Who makes most money from the demand for cappuccinos early in the morning at Waterloo Station? Why is it impossible to get a foot on the property ladder? How does the Mafia make money from laundries when street gangs pushing drugs don't? Who really benefits from immigration? How can China, in just fifty years, go from the world's worst famine to one of the greatest economic revolutions of all time, lifting a million people out of poverty a month? Looking at familiar situations in unfamiliar ways, The Undercover Economist is a fresh explanation of the fundamental principles of the modern economy, illuminated by examples from the streets of London to the booming skyscrapers of Shanghai to the sleepy canals of Bruges. Leaving behind textbook jargon and equations, Tim Harford will reveal the games of signals and negotiations, contests of strength and battles of wit that drive not only the economy at large but the everyday choices we make.
What I thought:
This book was ok. Not one of the best books I have read and not one that I always found very readable, but it was ok.
I thought the author made some interesting assertions. But I also felt that he always felt his interpretation of the world was right, but was a bit lacking in actually providing the evidence to back up what he was saying.
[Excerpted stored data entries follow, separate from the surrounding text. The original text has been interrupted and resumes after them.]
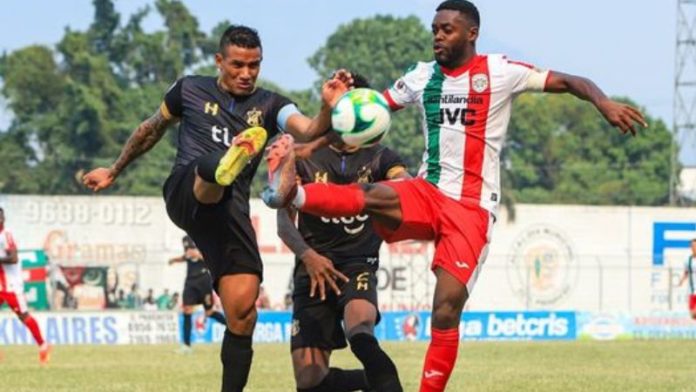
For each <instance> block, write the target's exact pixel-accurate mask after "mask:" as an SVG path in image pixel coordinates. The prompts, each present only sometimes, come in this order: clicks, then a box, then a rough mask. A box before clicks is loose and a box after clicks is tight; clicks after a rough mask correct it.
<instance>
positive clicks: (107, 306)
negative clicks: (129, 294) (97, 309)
mask: <svg viewBox="0 0 696 392" xmlns="http://www.w3.org/2000/svg"><path fill="white" fill-rule="evenodd" d="M117 289H118V273H117V272H116V268H115V267H113V266H112V267H109V269H108V270H107V271H106V288H105V290H106V307H107V309H117V308H118V307H119V306H118V295H117Z"/></svg>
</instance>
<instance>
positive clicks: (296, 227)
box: [277, 209, 349, 301]
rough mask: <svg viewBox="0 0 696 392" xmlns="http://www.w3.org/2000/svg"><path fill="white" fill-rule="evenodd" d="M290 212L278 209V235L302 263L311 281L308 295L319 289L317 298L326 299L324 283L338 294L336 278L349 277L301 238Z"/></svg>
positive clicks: (337, 289)
mask: <svg viewBox="0 0 696 392" xmlns="http://www.w3.org/2000/svg"><path fill="white" fill-rule="evenodd" d="M290 214H291V212H290V210H288V209H280V210H278V215H277V219H278V236H279V237H280V239H281V240H283V242H284V243H285V245H287V246H288V248H290V250H292V252H293V253H294V254H295V255H296V256H297V257H298V258H299V259H300V260H302V262H303V263H304V265H305V267H306V268H307V274H308V275H309V279H310V282H311V285H310V290H309V296H310V297H314V295H315V294H316V292H317V289H319V298H321V300H322V301H323V300H325V299H326V284H327V283H328V285H329V286H330V287H331V289H332V290H333V291H334V292H335V293H336V294H338V295H340V294H341V290H340V289H339V288H338V285H337V284H336V279H341V280H343V281H346V282H347V281H348V280H349V279H348V278H347V277H346V276H345V275H343V274H342V273H341V272H340V271H338V270H337V269H336V268H334V266H333V263H332V262H331V260H329V259H328V258H326V257H324V256H322V255H320V254H319V253H317V252H316V251H315V250H314V249H312V248H311V247H310V246H309V245H307V243H306V242H305V240H304V238H302V234H301V233H300V231H299V230H297V227H296V226H295V223H294V219H293V217H291V216H290Z"/></svg>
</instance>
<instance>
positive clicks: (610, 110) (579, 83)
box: [544, 71, 648, 136]
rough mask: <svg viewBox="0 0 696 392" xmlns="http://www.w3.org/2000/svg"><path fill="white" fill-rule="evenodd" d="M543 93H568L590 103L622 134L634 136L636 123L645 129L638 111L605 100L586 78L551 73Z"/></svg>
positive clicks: (635, 126) (638, 110) (634, 109)
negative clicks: (584, 100) (630, 134)
mask: <svg viewBox="0 0 696 392" xmlns="http://www.w3.org/2000/svg"><path fill="white" fill-rule="evenodd" d="M544 92H548V93H570V94H573V95H574V96H576V97H578V98H580V99H583V100H585V101H589V102H591V103H592V104H593V105H594V106H595V107H596V108H597V110H599V112H600V113H602V116H604V118H605V119H606V120H607V121H608V122H609V124H611V125H613V126H614V127H616V128H619V129H620V130H621V132H622V133H624V134H626V133H628V132H630V133H631V134H632V135H634V136H635V135H636V126H635V125H636V123H638V124H640V125H642V126H643V127H645V128H647V126H648V123H647V122H645V118H644V117H643V114H642V113H641V112H640V111H639V110H638V109H636V108H634V107H632V106H630V105H626V104H623V103H620V102H616V101H612V100H611V99H609V98H607V96H606V95H605V94H604V92H602V90H601V89H600V88H599V87H597V85H596V84H594V82H592V81H591V80H589V79H587V78H583V77H580V76H574V75H568V74H564V73H561V72H555V71H551V72H550V73H549V77H548V79H547V80H546V86H545V87H544Z"/></svg>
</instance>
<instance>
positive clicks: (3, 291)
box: [0, 291, 28, 314]
mask: <svg viewBox="0 0 696 392" xmlns="http://www.w3.org/2000/svg"><path fill="white" fill-rule="evenodd" d="M4 302H7V306H9V307H10V309H12V311H13V312H15V313H17V314H22V313H26V312H27V310H28V309H27V301H26V300H25V299H24V294H20V293H15V292H13V291H0V305H2V304H3V303H4Z"/></svg>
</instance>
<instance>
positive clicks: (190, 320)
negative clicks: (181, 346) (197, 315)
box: [184, 313, 192, 346]
mask: <svg viewBox="0 0 696 392" xmlns="http://www.w3.org/2000/svg"><path fill="white" fill-rule="evenodd" d="M191 328H192V324H191V315H190V314H185V313H184V344H185V345H187V346H190V345H191Z"/></svg>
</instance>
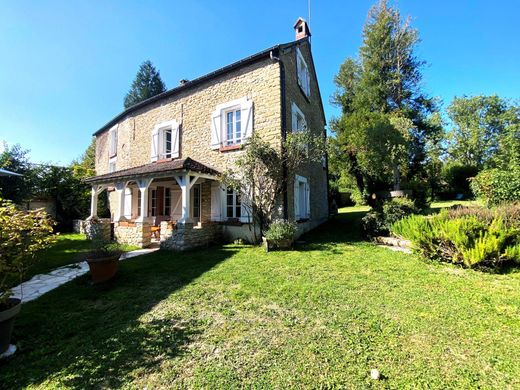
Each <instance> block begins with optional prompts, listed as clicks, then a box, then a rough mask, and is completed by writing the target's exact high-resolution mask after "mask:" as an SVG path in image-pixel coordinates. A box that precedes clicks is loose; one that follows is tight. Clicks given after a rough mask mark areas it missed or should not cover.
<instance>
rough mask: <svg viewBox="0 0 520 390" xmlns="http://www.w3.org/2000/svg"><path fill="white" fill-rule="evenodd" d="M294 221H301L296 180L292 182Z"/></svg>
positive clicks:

That doesn’t mean he was wrong – but it also didn’t necessarily mean that he was right.
I also felt that it jumped too much on the “let’s look at the ordinary and turn it on its head” principle. That can work, but I think it has to be a more engaging book to really succeed.
I do think it was a book that could prompt a reader to question the decisions they make and reconsider the way they deal with things. But with out the evidence for his assertions it is more difficult to follow those trains of thoughts through for yourself.